PsA is progressive and erosive in 50% of cases, and it can lead
to functional impairment and decreased quality of life. Patients
with psoriasis have nearly 2 times the average level of comorbidities,
including diabetes, gastrointestinal disorders, hepatotoxicity,
hypertension and cardiac disease. They also have an increased rate
of depression, suicide and alcoholism, and 72% report difficulties
in their sexual life. In addition, these people often suffer discrimination
in public places because their skin lesions are thought to be contagious.

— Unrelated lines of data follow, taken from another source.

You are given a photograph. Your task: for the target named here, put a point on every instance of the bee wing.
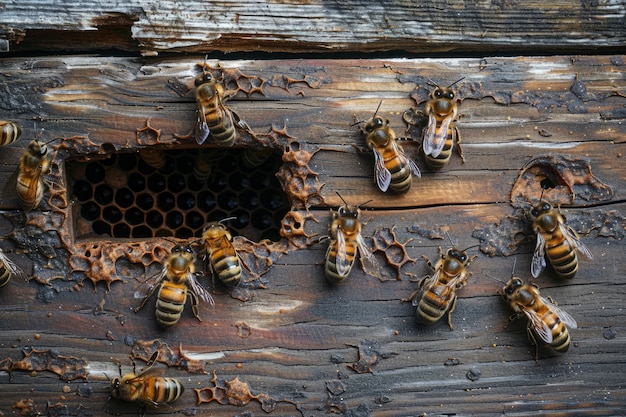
(381, 173)
(538, 325)
(440, 138)
(563, 315)
(342, 261)
(428, 141)
(368, 260)
(202, 128)
(425, 285)
(12, 267)
(406, 160)
(8, 192)
(539, 260)
(574, 241)
(148, 286)
(199, 290)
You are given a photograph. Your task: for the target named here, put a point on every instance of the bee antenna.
(357, 123)
(449, 238)
(50, 141)
(513, 269)
(460, 79)
(344, 201)
(362, 204)
(471, 247)
(431, 83)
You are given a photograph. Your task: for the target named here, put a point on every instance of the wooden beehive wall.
(110, 78)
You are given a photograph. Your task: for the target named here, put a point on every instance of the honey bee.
(154, 157)
(213, 117)
(9, 132)
(175, 282)
(149, 388)
(436, 294)
(29, 176)
(439, 135)
(556, 241)
(393, 169)
(8, 269)
(223, 258)
(206, 160)
(346, 241)
(545, 319)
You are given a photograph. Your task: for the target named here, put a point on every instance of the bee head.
(513, 284)
(205, 77)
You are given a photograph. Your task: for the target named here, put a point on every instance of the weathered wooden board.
(313, 26)
(296, 338)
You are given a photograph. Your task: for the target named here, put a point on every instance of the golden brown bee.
(149, 388)
(9, 132)
(556, 241)
(29, 183)
(175, 282)
(213, 117)
(9, 269)
(223, 258)
(436, 294)
(544, 318)
(346, 241)
(439, 135)
(154, 157)
(393, 169)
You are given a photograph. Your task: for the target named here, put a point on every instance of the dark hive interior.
(158, 192)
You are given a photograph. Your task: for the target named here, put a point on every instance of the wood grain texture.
(298, 337)
(314, 26)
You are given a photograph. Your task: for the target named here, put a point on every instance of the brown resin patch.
(157, 350)
(298, 180)
(68, 368)
(396, 256)
(369, 355)
(292, 228)
(235, 392)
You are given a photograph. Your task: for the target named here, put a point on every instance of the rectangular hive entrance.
(158, 193)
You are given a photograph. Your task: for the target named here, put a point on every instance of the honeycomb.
(159, 193)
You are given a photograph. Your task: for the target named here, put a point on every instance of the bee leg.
(450, 310)
(429, 263)
(194, 305)
(513, 318)
(533, 340)
(456, 136)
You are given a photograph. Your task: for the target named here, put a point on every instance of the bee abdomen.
(444, 157)
(170, 304)
(332, 274)
(221, 125)
(560, 342)
(401, 179)
(5, 275)
(431, 308)
(563, 260)
(228, 269)
(165, 390)
(9, 132)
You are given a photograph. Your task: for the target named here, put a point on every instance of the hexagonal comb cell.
(158, 193)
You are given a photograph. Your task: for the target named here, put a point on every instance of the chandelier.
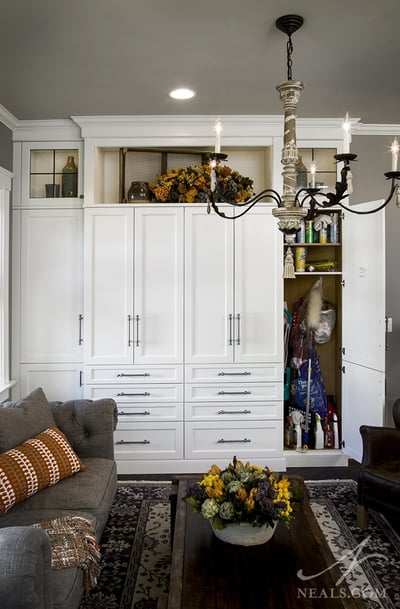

PsA raises the risk of death, which is even higher if the sedimentation
rate is elevated or if there's radiological evidence of joint damage.
Mechanism of disease
Family investigations, genome-wide scans, human leukocyte antigen
and candidate gene studies have demonstrated a genetic link with
PsA, but immunologic factors and the environment also play a role.
The disease is almost certainly immune-mediated, although the exact
mechanism isn't well understood yet. Synovium affected by PsA shows
infiltration with T cells, B cells and macrophages, and is also
characterized by an upregulation of leukocyte homing receptors.
Cytokine production in the synovium resembles that in psoriatic
skin lesions and in the synovium with rheumatoid arthritis (RA),
having predominantly a Th1 pattern.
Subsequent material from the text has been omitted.